A este hombre se le había ordenado que trasladara en un bote de goma desde el yate “Black Jak” hasta la Playa Caracoles, en Azua, a los dos grupos en que se dividía el comando guerrillero que esa noche invadía el país para iniciar una guerra contra el gobierno. Esta guerra no tenía conexión con el plan “Águila Feliz”, pero al iniciarse correría paralelo, casi en perfecta sintonía de propósitos con éste.

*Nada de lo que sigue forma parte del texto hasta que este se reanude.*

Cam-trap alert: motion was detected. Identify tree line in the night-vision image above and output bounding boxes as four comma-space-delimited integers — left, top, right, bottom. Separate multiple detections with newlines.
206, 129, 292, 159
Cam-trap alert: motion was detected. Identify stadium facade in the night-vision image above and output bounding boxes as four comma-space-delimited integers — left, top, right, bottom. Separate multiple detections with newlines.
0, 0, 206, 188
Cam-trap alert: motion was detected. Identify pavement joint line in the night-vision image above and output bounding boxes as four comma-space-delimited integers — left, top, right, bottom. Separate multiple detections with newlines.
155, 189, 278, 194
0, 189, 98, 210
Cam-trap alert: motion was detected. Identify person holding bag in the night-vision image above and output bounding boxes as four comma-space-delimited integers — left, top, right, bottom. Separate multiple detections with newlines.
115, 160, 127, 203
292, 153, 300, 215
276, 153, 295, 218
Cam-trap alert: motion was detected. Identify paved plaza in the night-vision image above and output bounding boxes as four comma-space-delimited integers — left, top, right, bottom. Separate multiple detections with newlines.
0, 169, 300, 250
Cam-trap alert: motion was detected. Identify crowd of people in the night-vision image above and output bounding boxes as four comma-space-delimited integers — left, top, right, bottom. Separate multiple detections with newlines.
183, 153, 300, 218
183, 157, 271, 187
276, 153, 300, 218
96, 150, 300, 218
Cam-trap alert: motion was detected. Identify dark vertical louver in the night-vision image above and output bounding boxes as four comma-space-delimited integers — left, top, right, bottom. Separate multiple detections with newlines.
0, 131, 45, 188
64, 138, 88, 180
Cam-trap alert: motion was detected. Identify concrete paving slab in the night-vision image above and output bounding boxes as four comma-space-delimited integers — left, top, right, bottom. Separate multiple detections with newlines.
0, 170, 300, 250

El hombre solamente pudo cumplir la primera parte de la operación, que consistió en traer al jefe de la expedición y a otros tres guerrilleros a la orilla de la playa, ya que la balsa no aguantaba más peso del que sumaban los guerrilleros con sus repletas mochilas. Cuando le tocó devolverse para procurar a los otros cuatro que le esperaban en el motovelero, él perdió el rumbo y jamás pudo restablecer el contacto con ellos. Y para desgracia suya y de todos, ya que se trataba de un desembarco secreto, ninguno podía recurrir ni a pitos ni a luces de focos para ubicarse, por el riesgo de ser descubiertos por los soldados que estaban  en un cuartelillo situado en las cercanías. Solo cuando una ola le dio un gran empujón a su balsa, haciéndola encallar en las arenas de la playa, pudo caer en la cuenta que había retornado a la orilla, tal vez muy lejos del lugar en el que había dejado a la tropa de avanzada.

Extracto del libro “Bosch, noventa días de clandestinidad”, escrito por Miguel Franjul en 1998.